New pan-African open access journal: Scientific African

Next Einstein SDG Resource Centre
Elsevier, Elsevier Connect, 27 March 2018
EJ van Lanen, Marc Chahin

For researchers, the journal article is at the heart of the scientific enterprise; they share their findings through articles, which can help them find collaborators and raise their profile so they can build on their work. Researchers solve pressing problems, in large part, via the medium of the scientific article.

But publishing an article in a scientific journal is a daunting task. The journey from outlining an experiment, to obtaining a result, to writing and submitting an article can take years. And at the end of this process, there’s no guarantee that a researcher’s article will cross the final hurdle —finding publication in a reputable scientific journal.

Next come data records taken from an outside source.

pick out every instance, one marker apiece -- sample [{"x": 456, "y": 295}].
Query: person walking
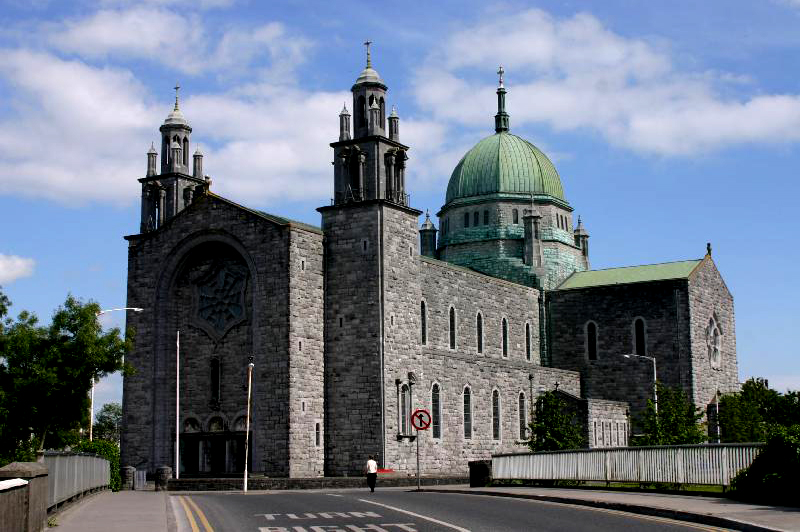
[{"x": 372, "y": 473}]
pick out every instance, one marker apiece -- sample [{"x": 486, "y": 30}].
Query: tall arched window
[
  {"x": 215, "y": 380},
  {"x": 591, "y": 340},
  {"x": 639, "y": 345},
  {"x": 467, "y": 413},
  {"x": 527, "y": 341},
  {"x": 436, "y": 412},
  {"x": 495, "y": 415},
  {"x": 423, "y": 321},
  {"x": 479, "y": 330},
  {"x": 405, "y": 405},
  {"x": 452, "y": 328},
  {"x": 505, "y": 337}
]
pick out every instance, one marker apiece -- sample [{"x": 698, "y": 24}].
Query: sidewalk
[
  {"x": 715, "y": 511},
  {"x": 123, "y": 511}
]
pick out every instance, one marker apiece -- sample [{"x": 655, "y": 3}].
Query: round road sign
[{"x": 421, "y": 419}]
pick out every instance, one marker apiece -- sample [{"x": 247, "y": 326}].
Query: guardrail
[
  {"x": 71, "y": 474},
  {"x": 680, "y": 464}
]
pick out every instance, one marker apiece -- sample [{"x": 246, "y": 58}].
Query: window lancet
[{"x": 467, "y": 413}]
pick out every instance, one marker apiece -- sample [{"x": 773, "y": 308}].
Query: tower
[
  {"x": 371, "y": 279},
  {"x": 166, "y": 193}
]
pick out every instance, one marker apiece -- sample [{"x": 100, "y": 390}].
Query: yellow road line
[
  {"x": 200, "y": 514},
  {"x": 189, "y": 515}
]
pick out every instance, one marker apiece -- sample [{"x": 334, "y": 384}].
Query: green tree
[
  {"x": 107, "y": 422},
  {"x": 554, "y": 425},
  {"x": 676, "y": 421},
  {"x": 46, "y": 373}
]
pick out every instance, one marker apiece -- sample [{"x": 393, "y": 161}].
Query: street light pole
[
  {"x": 250, "y": 367},
  {"x": 91, "y": 391}
]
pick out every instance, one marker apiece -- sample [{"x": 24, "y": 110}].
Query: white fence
[
  {"x": 71, "y": 474},
  {"x": 680, "y": 464}
]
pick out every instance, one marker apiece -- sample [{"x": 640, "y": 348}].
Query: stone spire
[{"x": 501, "y": 118}]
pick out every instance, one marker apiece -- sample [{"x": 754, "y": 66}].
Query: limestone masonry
[{"x": 354, "y": 325}]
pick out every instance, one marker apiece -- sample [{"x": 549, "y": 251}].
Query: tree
[
  {"x": 554, "y": 425},
  {"x": 676, "y": 421},
  {"x": 107, "y": 423},
  {"x": 46, "y": 373}
]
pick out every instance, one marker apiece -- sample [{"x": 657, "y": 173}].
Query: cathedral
[{"x": 353, "y": 325}]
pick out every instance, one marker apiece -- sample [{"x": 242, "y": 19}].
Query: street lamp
[
  {"x": 655, "y": 377},
  {"x": 91, "y": 393}
]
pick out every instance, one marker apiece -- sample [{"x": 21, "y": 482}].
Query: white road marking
[{"x": 431, "y": 519}]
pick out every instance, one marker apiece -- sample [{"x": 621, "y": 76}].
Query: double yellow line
[{"x": 191, "y": 508}]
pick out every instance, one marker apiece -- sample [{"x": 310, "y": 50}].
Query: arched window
[
  {"x": 479, "y": 329},
  {"x": 467, "y": 413},
  {"x": 639, "y": 344},
  {"x": 591, "y": 340},
  {"x": 436, "y": 412},
  {"x": 405, "y": 405},
  {"x": 215, "y": 380},
  {"x": 714, "y": 342},
  {"x": 505, "y": 337},
  {"x": 527, "y": 341},
  {"x": 452, "y": 328},
  {"x": 423, "y": 321},
  {"x": 495, "y": 415}
]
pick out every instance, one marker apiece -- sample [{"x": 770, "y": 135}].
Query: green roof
[
  {"x": 630, "y": 274},
  {"x": 504, "y": 163}
]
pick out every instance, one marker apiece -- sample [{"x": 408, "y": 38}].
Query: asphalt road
[{"x": 395, "y": 509}]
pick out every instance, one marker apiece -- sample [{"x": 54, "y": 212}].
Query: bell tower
[
  {"x": 369, "y": 163},
  {"x": 167, "y": 193}
]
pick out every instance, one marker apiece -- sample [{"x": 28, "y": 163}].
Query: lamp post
[
  {"x": 91, "y": 392},
  {"x": 250, "y": 367},
  {"x": 655, "y": 378}
]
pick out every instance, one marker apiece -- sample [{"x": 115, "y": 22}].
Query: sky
[{"x": 671, "y": 124}]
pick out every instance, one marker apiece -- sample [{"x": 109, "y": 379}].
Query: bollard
[
  {"x": 127, "y": 473},
  {"x": 163, "y": 474}
]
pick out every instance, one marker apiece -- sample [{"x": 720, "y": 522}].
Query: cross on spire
[
  {"x": 369, "y": 60},
  {"x": 177, "y": 87}
]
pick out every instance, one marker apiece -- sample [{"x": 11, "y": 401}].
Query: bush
[
  {"x": 108, "y": 450},
  {"x": 772, "y": 477}
]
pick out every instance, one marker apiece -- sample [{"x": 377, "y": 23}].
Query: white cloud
[
  {"x": 13, "y": 267},
  {"x": 573, "y": 73},
  {"x": 182, "y": 42}
]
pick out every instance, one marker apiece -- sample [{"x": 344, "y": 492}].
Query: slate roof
[{"x": 630, "y": 274}]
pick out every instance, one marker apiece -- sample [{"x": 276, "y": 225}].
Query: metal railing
[
  {"x": 70, "y": 474},
  {"x": 680, "y": 464}
]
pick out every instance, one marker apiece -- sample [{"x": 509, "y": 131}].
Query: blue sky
[{"x": 672, "y": 124}]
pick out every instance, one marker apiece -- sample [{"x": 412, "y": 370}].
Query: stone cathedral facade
[{"x": 354, "y": 324}]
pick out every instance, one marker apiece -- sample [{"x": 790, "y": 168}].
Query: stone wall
[
  {"x": 164, "y": 269},
  {"x": 663, "y": 306},
  {"x": 708, "y": 296}
]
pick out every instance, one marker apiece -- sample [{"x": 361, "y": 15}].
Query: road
[{"x": 393, "y": 510}]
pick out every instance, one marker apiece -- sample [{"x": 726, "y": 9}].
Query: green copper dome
[{"x": 506, "y": 164}]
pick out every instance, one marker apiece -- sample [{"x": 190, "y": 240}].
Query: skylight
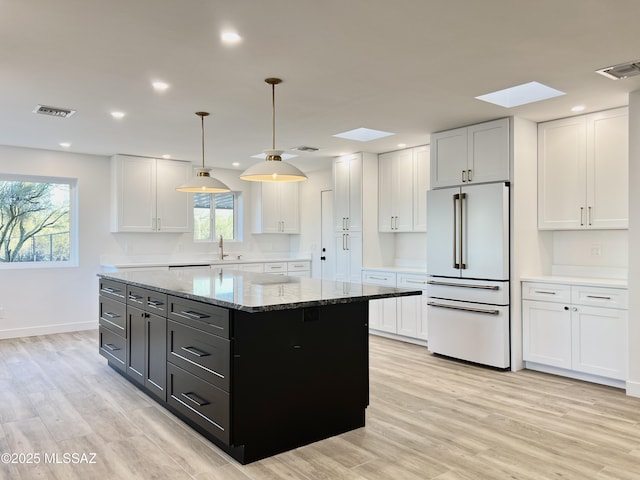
[
  {"x": 363, "y": 134},
  {"x": 521, "y": 95}
]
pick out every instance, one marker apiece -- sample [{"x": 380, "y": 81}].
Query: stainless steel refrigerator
[{"x": 468, "y": 261}]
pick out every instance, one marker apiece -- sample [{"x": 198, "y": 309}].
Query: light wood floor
[{"x": 429, "y": 418}]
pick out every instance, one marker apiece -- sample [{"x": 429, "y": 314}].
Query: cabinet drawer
[
  {"x": 201, "y": 402},
  {"x": 200, "y": 315},
  {"x": 113, "y": 315},
  {"x": 202, "y": 354},
  {"x": 276, "y": 267},
  {"x": 548, "y": 292},
  {"x": 113, "y": 289},
  {"x": 600, "y": 296},
  {"x": 412, "y": 281},
  {"x": 112, "y": 347},
  {"x": 387, "y": 279},
  {"x": 149, "y": 300}
]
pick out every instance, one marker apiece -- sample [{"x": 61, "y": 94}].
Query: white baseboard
[
  {"x": 47, "y": 329},
  {"x": 633, "y": 388}
]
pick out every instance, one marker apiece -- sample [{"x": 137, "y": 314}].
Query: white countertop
[{"x": 588, "y": 281}]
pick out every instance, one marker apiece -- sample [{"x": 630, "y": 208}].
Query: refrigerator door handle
[
  {"x": 456, "y": 265},
  {"x": 464, "y": 309},
  {"x": 464, "y": 285},
  {"x": 463, "y": 197}
]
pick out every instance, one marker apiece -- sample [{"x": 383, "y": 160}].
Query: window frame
[
  {"x": 73, "y": 221},
  {"x": 236, "y": 219}
]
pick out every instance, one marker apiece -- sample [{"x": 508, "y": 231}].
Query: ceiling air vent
[
  {"x": 624, "y": 70},
  {"x": 304, "y": 148},
  {"x": 53, "y": 111}
]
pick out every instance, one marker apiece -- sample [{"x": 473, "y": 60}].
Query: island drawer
[
  {"x": 204, "y": 404},
  {"x": 113, "y": 348},
  {"x": 113, "y": 315},
  {"x": 149, "y": 300},
  {"x": 200, "y": 315},
  {"x": 113, "y": 289},
  {"x": 202, "y": 354}
]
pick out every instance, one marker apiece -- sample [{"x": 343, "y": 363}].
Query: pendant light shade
[
  {"x": 203, "y": 182},
  {"x": 273, "y": 169}
]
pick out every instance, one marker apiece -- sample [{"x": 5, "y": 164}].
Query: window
[
  {"x": 37, "y": 221},
  {"x": 214, "y": 214}
]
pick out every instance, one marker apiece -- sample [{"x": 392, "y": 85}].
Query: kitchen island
[{"x": 257, "y": 363}]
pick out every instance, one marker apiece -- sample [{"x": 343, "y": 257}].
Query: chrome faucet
[{"x": 221, "y": 247}]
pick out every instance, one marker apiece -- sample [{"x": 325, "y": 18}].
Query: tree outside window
[
  {"x": 35, "y": 220},
  {"x": 214, "y": 215}
]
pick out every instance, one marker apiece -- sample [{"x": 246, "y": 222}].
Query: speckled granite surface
[{"x": 254, "y": 292}]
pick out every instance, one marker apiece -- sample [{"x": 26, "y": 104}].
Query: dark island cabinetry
[{"x": 257, "y": 365}]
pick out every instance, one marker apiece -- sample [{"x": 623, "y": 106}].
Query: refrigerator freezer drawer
[
  {"x": 474, "y": 332},
  {"x": 481, "y": 291}
]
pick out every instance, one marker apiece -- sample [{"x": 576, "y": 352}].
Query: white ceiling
[{"x": 407, "y": 66}]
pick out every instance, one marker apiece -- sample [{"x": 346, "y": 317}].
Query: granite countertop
[
  {"x": 254, "y": 292},
  {"x": 586, "y": 281}
]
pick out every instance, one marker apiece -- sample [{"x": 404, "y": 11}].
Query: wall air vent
[
  {"x": 304, "y": 148},
  {"x": 53, "y": 111},
  {"x": 624, "y": 70}
]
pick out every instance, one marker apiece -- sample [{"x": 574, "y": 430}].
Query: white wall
[{"x": 633, "y": 382}]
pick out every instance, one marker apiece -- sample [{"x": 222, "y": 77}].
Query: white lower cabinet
[
  {"x": 575, "y": 329},
  {"x": 401, "y": 316}
]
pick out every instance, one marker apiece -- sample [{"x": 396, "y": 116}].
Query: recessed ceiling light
[
  {"x": 230, "y": 38},
  {"x": 263, "y": 156},
  {"x": 521, "y": 95},
  {"x": 363, "y": 134},
  {"x": 160, "y": 86}
]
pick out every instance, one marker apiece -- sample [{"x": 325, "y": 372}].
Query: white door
[{"x": 327, "y": 244}]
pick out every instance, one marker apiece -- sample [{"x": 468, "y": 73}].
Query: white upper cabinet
[
  {"x": 276, "y": 207},
  {"x": 475, "y": 154},
  {"x": 347, "y": 192},
  {"x": 144, "y": 196},
  {"x": 583, "y": 165},
  {"x": 403, "y": 181}
]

This journey can be especially challenging for researchers in Africa, whose contributions to the scientific conversation have often been overlooked and whose development has been hampered by a scientific publishing ecosystem that hasn’t always addressed their needs. Together, the Next Einstein Forum (NEF) and Elsevier are bringing state-of-the-art technology and processes to bear on this challenge, creating a modern open access megajournal to accelerate capacity-building efforts across Africa.

“Through our experience working with the AIMS Centres, we learned that our students faced significant problems in communicating their research,” said Thierry Zomahoun, Founding Executive Director of NEF and President and CEO of the African Institute for Mathematical Sciences (AIMS). “They had exciting results to share, but they were facing structural difficulties in bringing these results to the attention of their colleagues both on the continent and around the world. They were frustrated, and we believed this communication gap was significantly hindering scientific progress across Africa. We wanted to find a way for NEF to help address this problem.”

Without the ability to easily share their latest research findings and to access the research their colleagues have produced, young African researchers have had difficulty participating in the virtuous circle of scientific publishing — the back and forth of publishing, reviewing and revision that enables scientific progress.

Scientific African — a pan-African, flagship scientific journal for African researchers — will address these issues, providing its authors a highly-visible platform that welcomes submissions from all scientific disciplines. Publishing all of its articles open access, the journal will be free to read, making the research it publishes easily discoverable and powering collaboration between researchers, institutions and countries.